I have always had a tendency to assume that the worst-case scenario is likely to occur. I've been going through some personal relationship struggles, and I fell pretty quickly into a negative shame spiral. I'm realizing, however, that all this negativity has gotten me nowhere. I'm working on laughing at myself more and having more fun.

After all, as they say in Rocky Horror, time is fleeting.

I'm working on being the best person I can be, on moving beyond mediocrity. I need to take time to enjoy the little things - after all, even something inherently pointless (like building the tallest celery tower) can be fun in the moment. Maybe in some ways I've been so focused on trying to be successful in my professional and personal life that I'm missing the purpose of living in the first place.
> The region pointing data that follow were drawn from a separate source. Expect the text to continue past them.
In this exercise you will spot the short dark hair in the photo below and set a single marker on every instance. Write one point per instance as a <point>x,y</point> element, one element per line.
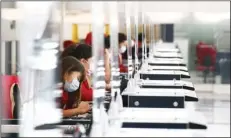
<point>70,64</point>
<point>78,51</point>
<point>83,51</point>
<point>107,42</point>
<point>122,37</point>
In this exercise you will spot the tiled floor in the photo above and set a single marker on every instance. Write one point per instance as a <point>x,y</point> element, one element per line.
<point>214,103</point>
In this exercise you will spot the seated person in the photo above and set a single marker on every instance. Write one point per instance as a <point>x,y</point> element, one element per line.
<point>83,53</point>
<point>88,38</point>
<point>67,43</point>
<point>107,62</point>
<point>122,49</point>
<point>73,74</point>
<point>141,39</point>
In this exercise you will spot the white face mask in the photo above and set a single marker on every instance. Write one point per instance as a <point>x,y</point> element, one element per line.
<point>71,86</point>
<point>122,49</point>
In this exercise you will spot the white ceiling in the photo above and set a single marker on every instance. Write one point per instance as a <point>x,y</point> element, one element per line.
<point>80,12</point>
<point>165,6</point>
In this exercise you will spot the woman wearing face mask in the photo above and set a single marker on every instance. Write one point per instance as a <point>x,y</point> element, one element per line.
<point>122,49</point>
<point>72,76</point>
<point>83,53</point>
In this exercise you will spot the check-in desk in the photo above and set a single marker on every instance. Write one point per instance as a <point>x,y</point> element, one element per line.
<point>174,68</point>
<point>166,62</point>
<point>138,132</point>
<point>167,55</point>
<point>152,98</point>
<point>171,50</point>
<point>137,120</point>
<point>163,75</point>
<point>11,128</point>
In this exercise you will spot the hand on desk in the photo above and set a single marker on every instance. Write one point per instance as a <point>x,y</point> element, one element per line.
<point>84,107</point>
<point>108,87</point>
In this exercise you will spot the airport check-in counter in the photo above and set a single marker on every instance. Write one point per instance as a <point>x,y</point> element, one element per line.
<point>160,90</point>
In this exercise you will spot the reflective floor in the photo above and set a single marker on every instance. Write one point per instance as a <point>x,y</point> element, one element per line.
<point>214,103</point>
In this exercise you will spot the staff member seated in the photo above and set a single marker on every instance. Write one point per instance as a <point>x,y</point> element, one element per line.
<point>73,74</point>
<point>83,53</point>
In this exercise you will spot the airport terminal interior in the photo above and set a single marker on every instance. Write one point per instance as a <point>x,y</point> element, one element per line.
<point>115,69</point>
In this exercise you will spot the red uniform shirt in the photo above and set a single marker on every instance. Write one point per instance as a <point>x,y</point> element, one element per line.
<point>86,91</point>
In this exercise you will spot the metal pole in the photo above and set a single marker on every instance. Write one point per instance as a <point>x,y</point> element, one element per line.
<point>128,28</point>
<point>136,18</point>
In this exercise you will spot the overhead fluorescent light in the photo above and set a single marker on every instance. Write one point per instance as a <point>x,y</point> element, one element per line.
<point>11,14</point>
<point>211,17</point>
<point>165,17</point>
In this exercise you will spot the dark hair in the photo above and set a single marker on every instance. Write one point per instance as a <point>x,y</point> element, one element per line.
<point>122,37</point>
<point>68,51</point>
<point>78,51</point>
<point>69,65</point>
<point>141,37</point>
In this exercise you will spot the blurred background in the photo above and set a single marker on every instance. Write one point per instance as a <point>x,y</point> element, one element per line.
<point>206,35</point>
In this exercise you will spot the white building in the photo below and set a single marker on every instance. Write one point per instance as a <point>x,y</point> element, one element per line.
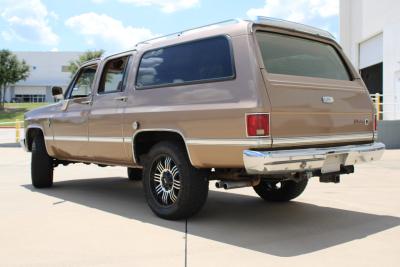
<point>370,36</point>
<point>47,69</point>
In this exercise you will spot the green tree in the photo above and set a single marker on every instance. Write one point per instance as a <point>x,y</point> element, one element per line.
<point>12,71</point>
<point>88,55</point>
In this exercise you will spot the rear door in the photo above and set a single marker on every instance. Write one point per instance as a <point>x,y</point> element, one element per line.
<point>315,97</point>
<point>106,140</point>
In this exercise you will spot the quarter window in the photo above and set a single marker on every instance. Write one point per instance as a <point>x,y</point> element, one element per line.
<point>199,61</point>
<point>112,79</point>
<point>83,83</point>
<point>289,55</point>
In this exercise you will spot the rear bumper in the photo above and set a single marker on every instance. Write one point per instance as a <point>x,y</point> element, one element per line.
<point>297,160</point>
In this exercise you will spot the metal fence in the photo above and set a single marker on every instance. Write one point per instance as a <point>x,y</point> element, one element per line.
<point>384,106</point>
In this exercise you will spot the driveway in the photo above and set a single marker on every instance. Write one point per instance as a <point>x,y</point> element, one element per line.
<point>95,216</point>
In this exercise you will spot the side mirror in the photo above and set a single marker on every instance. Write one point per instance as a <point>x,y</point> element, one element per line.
<point>57,92</point>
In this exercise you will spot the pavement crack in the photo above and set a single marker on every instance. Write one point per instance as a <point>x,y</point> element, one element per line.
<point>186,243</point>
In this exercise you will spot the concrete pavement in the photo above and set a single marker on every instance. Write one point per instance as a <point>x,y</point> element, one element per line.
<point>95,216</point>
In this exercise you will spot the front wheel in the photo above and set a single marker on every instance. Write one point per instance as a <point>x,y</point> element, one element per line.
<point>280,191</point>
<point>174,189</point>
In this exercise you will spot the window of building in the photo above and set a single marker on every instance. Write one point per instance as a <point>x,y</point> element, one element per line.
<point>83,83</point>
<point>289,55</point>
<point>29,98</point>
<point>113,76</point>
<point>199,61</point>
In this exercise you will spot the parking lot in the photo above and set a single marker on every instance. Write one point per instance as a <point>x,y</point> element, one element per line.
<point>96,216</point>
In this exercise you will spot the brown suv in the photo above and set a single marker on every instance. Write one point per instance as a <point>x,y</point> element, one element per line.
<point>263,103</point>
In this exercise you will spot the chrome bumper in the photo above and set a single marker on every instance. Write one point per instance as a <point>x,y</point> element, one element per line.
<point>294,160</point>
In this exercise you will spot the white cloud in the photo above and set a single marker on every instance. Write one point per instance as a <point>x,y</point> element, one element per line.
<point>28,20</point>
<point>167,6</point>
<point>298,11</point>
<point>102,30</point>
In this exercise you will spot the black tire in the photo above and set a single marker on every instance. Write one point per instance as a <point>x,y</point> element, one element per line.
<point>41,164</point>
<point>135,174</point>
<point>280,191</point>
<point>174,189</point>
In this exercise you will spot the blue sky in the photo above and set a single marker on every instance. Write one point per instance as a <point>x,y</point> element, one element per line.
<point>115,25</point>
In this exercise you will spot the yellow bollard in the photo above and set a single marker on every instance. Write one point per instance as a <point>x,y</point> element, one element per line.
<point>378,105</point>
<point>17,128</point>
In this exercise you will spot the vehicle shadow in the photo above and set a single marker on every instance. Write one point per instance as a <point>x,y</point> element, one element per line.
<point>284,230</point>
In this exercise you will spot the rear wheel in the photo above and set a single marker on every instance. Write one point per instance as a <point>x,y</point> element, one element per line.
<point>280,191</point>
<point>135,174</point>
<point>174,189</point>
<point>41,164</point>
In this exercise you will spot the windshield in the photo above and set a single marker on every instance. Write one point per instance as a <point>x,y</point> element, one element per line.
<point>289,55</point>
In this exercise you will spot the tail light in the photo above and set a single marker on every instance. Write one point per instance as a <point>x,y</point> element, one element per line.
<point>257,124</point>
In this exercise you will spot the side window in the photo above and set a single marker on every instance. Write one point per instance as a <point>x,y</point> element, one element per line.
<point>198,61</point>
<point>83,83</point>
<point>112,78</point>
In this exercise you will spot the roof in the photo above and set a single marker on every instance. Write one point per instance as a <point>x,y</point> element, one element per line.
<point>232,27</point>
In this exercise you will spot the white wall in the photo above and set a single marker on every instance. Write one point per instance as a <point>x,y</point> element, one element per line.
<point>48,66</point>
<point>363,19</point>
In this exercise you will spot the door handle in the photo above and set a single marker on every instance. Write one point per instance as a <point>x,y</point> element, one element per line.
<point>121,98</point>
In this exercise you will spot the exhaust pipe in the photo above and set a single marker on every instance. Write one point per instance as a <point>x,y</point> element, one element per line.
<point>236,184</point>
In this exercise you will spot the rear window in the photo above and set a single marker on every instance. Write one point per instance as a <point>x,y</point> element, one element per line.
<point>199,61</point>
<point>288,55</point>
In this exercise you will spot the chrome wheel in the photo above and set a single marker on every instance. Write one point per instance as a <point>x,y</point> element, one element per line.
<point>165,181</point>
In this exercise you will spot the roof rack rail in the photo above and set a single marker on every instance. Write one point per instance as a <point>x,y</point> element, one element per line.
<point>229,21</point>
<point>294,26</point>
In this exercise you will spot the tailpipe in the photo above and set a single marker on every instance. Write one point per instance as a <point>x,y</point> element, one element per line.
<point>236,184</point>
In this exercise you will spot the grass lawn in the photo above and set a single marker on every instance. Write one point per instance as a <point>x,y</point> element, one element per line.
<point>15,111</point>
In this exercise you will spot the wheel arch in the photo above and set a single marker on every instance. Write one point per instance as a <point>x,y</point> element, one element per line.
<point>31,132</point>
<point>143,140</point>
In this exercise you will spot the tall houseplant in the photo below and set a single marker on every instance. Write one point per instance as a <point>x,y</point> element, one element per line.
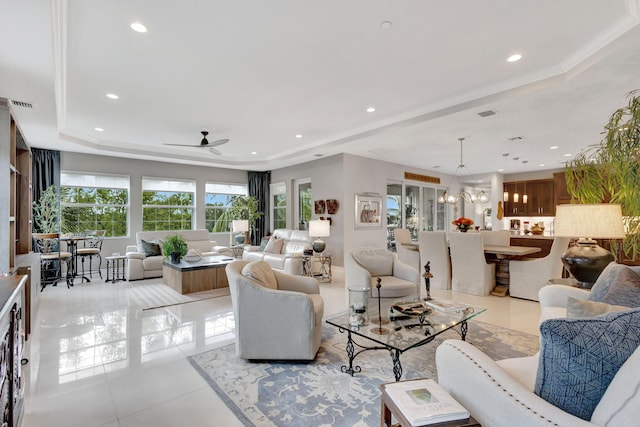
<point>611,171</point>
<point>175,247</point>
<point>46,211</point>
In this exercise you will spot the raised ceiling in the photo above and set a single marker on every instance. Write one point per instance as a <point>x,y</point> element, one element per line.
<point>262,72</point>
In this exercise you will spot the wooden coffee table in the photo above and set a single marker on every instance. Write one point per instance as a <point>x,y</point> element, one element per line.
<point>206,274</point>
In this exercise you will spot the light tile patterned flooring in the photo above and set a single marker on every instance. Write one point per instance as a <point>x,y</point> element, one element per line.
<point>98,358</point>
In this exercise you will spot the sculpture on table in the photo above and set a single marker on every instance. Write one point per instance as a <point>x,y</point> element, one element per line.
<point>427,280</point>
<point>380,330</point>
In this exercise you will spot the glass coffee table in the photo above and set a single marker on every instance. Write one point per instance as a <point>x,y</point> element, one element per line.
<point>401,332</point>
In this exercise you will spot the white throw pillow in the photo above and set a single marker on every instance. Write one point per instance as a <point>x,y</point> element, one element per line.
<point>274,246</point>
<point>261,272</point>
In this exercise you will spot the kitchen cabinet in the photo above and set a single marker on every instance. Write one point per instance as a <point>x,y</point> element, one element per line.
<point>540,198</point>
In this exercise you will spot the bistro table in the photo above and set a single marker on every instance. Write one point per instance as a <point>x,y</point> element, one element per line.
<point>72,246</point>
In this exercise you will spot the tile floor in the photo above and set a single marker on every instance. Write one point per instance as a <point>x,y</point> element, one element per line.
<point>96,358</point>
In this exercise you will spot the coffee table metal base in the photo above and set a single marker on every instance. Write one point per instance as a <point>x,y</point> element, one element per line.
<point>393,352</point>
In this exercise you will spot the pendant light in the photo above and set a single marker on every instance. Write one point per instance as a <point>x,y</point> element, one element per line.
<point>480,197</point>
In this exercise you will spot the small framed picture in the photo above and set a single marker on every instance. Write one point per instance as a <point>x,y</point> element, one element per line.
<point>368,210</point>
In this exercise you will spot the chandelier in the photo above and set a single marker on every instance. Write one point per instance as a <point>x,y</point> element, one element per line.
<point>480,197</point>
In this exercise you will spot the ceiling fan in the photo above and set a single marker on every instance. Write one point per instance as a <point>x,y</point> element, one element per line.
<point>206,144</point>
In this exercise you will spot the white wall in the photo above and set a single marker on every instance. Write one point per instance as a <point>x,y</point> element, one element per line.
<point>136,169</point>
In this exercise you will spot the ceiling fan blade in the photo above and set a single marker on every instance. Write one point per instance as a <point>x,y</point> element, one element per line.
<point>184,145</point>
<point>218,142</point>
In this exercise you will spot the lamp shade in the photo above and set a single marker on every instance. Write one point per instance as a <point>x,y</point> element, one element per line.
<point>239,225</point>
<point>319,228</point>
<point>596,221</point>
<point>586,260</point>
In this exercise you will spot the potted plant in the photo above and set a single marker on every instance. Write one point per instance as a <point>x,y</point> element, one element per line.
<point>46,211</point>
<point>175,247</point>
<point>610,172</point>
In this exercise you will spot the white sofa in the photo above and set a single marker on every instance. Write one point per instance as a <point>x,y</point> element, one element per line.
<point>141,266</point>
<point>289,259</point>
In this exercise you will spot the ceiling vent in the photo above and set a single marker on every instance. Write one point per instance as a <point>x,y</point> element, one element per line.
<point>21,104</point>
<point>487,113</point>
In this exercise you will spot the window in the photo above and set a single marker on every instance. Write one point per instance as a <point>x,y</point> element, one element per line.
<point>167,204</point>
<point>94,202</point>
<point>279,205</point>
<point>303,187</point>
<point>217,201</point>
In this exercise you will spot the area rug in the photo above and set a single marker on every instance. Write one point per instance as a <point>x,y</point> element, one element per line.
<point>318,393</point>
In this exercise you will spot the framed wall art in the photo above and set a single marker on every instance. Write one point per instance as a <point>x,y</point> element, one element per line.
<point>368,210</point>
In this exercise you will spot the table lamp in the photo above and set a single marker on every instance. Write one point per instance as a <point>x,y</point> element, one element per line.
<point>240,226</point>
<point>586,260</point>
<point>319,228</point>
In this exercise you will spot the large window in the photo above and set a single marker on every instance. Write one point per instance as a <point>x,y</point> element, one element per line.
<point>279,205</point>
<point>218,201</point>
<point>94,202</point>
<point>167,204</point>
<point>303,187</point>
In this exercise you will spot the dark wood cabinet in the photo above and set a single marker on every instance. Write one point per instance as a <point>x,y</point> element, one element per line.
<point>540,198</point>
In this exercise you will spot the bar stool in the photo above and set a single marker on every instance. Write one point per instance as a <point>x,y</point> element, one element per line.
<point>92,248</point>
<point>51,259</point>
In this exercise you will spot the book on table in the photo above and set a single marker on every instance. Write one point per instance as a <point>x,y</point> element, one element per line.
<point>445,305</point>
<point>424,402</point>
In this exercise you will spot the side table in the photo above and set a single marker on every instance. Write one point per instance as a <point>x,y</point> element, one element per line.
<point>389,409</point>
<point>324,274</point>
<point>115,266</point>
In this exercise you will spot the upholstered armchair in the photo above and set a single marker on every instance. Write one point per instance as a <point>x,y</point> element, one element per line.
<point>471,274</point>
<point>363,266</point>
<point>585,373</point>
<point>278,316</point>
<point>527,277</point>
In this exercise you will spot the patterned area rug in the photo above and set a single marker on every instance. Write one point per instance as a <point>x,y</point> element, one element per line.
<point>318,393</point>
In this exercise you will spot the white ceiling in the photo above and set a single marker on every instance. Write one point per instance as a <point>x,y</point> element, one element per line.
<point>260,72</point>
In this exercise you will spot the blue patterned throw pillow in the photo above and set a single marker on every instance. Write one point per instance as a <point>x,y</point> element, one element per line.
<point>580,357</point>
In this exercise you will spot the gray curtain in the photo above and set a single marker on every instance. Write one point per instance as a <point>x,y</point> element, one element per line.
<point>45,171</point>
<point>259,188</point>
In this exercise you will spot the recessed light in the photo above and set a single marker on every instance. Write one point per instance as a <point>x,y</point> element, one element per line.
<point>138,27</point>
<point>514,58</point>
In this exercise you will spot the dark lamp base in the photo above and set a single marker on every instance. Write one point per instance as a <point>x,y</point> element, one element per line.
<point>585,261</point>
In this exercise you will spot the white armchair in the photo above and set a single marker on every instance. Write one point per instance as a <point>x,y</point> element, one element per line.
<point>434,248</point>
<point>278,316</point>
<point>363,265</point>
<point>527,277</point>
<point>471,274</point>
<point>501,393</point>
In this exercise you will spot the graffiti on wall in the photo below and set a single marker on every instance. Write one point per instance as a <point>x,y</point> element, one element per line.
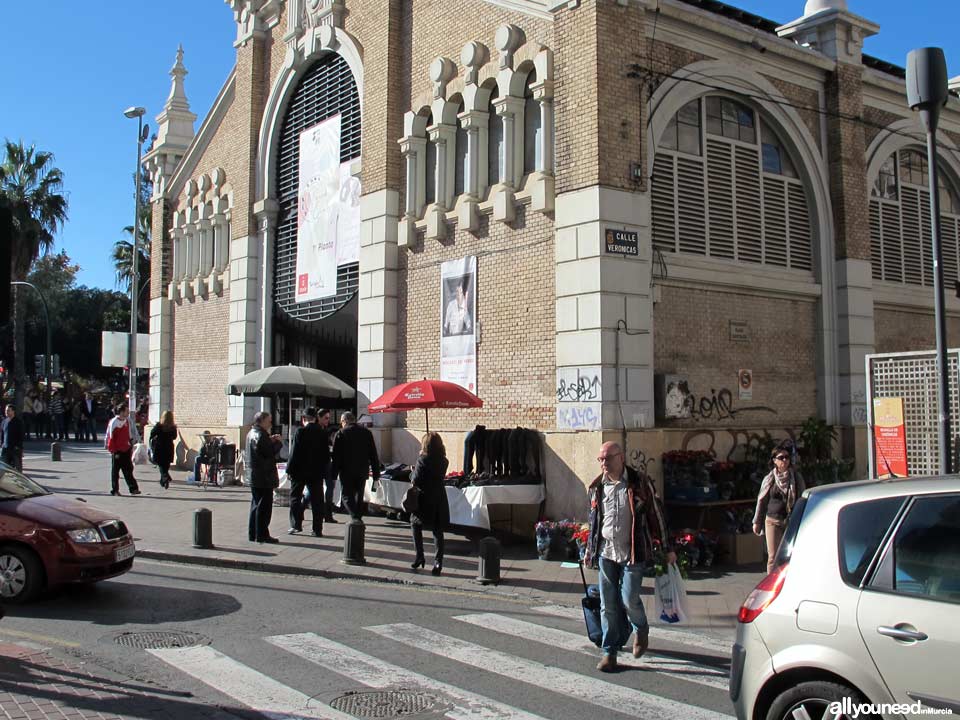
<point>578,384</point>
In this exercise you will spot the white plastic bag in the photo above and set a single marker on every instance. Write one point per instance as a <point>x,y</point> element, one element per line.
<point>670,596</point>
<point>141,455</point>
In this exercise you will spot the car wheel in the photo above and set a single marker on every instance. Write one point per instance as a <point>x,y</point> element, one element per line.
<point>811,701</point>
<point>21,574</point>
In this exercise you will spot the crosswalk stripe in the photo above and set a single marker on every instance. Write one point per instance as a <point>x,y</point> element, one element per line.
<point>675,667</point>
<point>375,673</point>
<point>591,690</point>
<point>676,636</point>
<point>246,685</point>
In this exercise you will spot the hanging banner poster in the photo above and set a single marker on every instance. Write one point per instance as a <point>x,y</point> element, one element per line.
<point>318,199</point>
<point>889,437</point>
<point>458,329</point>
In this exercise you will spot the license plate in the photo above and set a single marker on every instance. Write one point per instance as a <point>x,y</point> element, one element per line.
<point>126,552</point>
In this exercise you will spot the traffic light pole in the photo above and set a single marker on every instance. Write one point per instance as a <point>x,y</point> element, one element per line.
<point>48,358</point>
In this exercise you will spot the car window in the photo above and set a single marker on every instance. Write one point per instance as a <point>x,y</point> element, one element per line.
<point>926,550</point>
<point>861,528</point>
<point>16,486</point>
<point>785,550</point>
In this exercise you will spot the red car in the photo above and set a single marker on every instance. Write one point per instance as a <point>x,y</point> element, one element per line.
<point>47,540</point>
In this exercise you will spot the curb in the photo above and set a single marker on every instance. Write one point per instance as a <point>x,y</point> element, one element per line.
<point>297,570</point>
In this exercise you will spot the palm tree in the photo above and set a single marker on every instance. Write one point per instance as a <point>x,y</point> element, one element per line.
<point>33,190</point>
<point>123,250</point>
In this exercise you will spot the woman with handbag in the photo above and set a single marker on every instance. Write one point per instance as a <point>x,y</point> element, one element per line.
<point>431,511</point>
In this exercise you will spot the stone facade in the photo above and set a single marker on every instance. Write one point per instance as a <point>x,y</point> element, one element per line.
<point>553,305</point>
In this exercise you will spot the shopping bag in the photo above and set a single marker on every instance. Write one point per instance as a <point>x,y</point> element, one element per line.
<point>590,602</point>
<point>670,596</point>
<point>141,456</point>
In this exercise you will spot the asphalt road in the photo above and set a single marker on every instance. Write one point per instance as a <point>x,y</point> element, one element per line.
<point>293,647</point>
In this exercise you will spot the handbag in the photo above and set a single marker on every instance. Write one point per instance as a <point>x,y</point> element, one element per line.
<point>411,500</point>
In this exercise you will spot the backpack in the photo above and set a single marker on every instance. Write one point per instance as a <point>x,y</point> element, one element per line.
<point>119,439</point>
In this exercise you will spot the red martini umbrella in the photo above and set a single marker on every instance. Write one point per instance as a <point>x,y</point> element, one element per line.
<point>424,394</point>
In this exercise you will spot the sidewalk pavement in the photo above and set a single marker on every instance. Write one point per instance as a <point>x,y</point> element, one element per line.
<point>37,685</point>
<point>162,524</point>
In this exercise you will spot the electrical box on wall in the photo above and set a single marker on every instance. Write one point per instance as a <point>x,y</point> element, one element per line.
<point>671,393</point>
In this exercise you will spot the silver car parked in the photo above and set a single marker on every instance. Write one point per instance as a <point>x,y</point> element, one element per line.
<point>862,607</point>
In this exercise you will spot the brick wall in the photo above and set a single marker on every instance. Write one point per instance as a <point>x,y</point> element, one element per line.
<point>692,338</point>
<point>848,171</point>
<point>515,314</point>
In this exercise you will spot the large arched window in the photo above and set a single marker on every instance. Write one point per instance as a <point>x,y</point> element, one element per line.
<point>901,238</point>
<point>724,185</point>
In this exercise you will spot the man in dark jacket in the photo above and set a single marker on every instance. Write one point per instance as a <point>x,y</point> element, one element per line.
<point>354,460</point>
<point>625,520</point>
<point>260,467</point>
<point>307,468</point>
<point>11,439</point>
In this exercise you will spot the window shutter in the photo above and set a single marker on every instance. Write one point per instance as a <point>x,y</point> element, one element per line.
<point>748,213</point>
<point>663,204</point>
<point>720,188</point>
<point>774,222</point>
<point>691,206</point>
<point>801,238</point>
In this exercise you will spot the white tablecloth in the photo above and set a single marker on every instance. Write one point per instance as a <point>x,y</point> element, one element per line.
<point>468,506</point>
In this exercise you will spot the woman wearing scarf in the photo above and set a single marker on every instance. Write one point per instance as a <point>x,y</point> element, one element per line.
<point>778,494</point>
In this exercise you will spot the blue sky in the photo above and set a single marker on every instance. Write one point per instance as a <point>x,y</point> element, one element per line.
<point>73,67</point>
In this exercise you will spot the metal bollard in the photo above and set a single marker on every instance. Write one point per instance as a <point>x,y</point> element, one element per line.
<point>489,570</point>
<point>353,540</point>
<point>203,528</point>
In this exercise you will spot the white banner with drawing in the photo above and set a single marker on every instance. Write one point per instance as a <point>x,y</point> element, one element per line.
<point>328,212</point>
<point>458,328</point>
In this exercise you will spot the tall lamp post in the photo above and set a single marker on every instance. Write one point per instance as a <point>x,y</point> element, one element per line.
<point>927,92</point>
<point>142,130</point>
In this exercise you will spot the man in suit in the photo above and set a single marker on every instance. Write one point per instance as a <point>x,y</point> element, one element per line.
<point>354,460</point>
<point>307,468</point>
<point>88,417</point>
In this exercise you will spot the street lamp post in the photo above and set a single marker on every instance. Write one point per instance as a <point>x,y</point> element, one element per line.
<point>135,112</point>
<point>927,92</point>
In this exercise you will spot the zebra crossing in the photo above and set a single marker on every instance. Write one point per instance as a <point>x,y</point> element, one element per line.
<point>698,664</point>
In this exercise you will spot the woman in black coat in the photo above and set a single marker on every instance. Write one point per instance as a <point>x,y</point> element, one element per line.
<point>163,435</point>
<point>433,511</point>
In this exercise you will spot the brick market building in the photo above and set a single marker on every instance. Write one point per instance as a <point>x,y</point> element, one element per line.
<point>662,197</point>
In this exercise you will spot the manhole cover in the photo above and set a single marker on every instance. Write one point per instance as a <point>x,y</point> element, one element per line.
<point>157,640</point>
<point>392,703</point>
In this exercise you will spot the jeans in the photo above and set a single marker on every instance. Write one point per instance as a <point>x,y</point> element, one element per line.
<point>261,511</point>
<point>621,608</point>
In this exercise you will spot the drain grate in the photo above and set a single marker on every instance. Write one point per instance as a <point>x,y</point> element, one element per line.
<point>387,704</point>
<point>158,640</point>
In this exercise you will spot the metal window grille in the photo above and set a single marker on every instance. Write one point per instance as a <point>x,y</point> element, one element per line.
<point>913,377</point>
<point>327,89</point>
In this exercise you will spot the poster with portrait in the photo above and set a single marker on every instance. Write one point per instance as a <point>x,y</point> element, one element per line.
<point>458,327</point>
<point>328,212</point>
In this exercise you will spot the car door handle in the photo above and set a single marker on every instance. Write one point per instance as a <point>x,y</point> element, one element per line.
<point>898,633</point>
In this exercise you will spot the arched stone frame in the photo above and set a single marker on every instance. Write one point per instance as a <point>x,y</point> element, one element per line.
<point>312,46</point>
<point>675,92</point>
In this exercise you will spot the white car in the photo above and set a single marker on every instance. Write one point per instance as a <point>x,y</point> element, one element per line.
<point>861,609</point>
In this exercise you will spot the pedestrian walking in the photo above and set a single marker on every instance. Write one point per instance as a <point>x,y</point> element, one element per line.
<point>58,416</point>
<point>354,460</point>
<point>307,468</point>
<point>260,466</point>
<point>625,520</point>
<point>778,494</point>
<point>11,438</point>
<point>163,435</point>
<point>88,415</point>
<point>119,440</point>
<point>433,511</point>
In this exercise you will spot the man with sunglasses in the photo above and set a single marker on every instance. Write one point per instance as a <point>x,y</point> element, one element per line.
<point>625,520</point>
<point>778,494</point>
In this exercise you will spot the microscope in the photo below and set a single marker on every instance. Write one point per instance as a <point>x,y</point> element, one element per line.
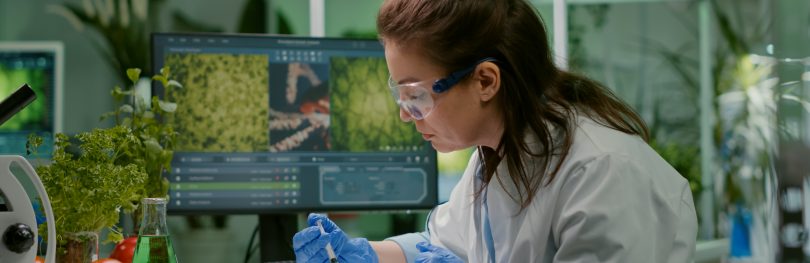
<point>18,225</point>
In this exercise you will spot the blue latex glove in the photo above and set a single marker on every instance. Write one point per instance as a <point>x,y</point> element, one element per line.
<point>432,254</point>
<point>310,245</point>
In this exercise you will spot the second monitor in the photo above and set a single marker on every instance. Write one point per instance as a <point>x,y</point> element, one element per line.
<point>282,124</point>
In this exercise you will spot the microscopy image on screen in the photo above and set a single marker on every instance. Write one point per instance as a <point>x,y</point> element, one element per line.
<point>299,107</point>
<point>17,70</point>
<point>222,106</point>
<point>365,117</point>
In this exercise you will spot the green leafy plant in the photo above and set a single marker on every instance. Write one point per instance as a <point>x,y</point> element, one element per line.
<point>87,188</point>
<point>110,170</point>
<point>155,139</point>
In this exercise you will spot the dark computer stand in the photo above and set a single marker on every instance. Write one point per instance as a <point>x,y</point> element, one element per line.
<point>275,237</point>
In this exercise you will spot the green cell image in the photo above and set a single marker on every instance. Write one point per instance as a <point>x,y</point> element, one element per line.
<point>33,117</point>
<point>223,104</point>
<point>365,117</point>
I've been getting into positive psychology lately. It's funny, because I hated the psychology class I took in undergrad, but focusing on positive emotions is important to me right now. For anyone who's interested, I recommend this website: Authentic Happiness. It's the homepage of Dr. Martin Seligman, who founded positive psychology. It's all about awareness of self, of figuring out your own strengths and focusing on finding happiness.

I know this is different from what I usually post. At the same time, though, my critique of things I see going on around me has always been based on the idea that we all can do better. I know I'm sure as hell trying.

1 comment:

  1. working on the same thing. for quite some time now.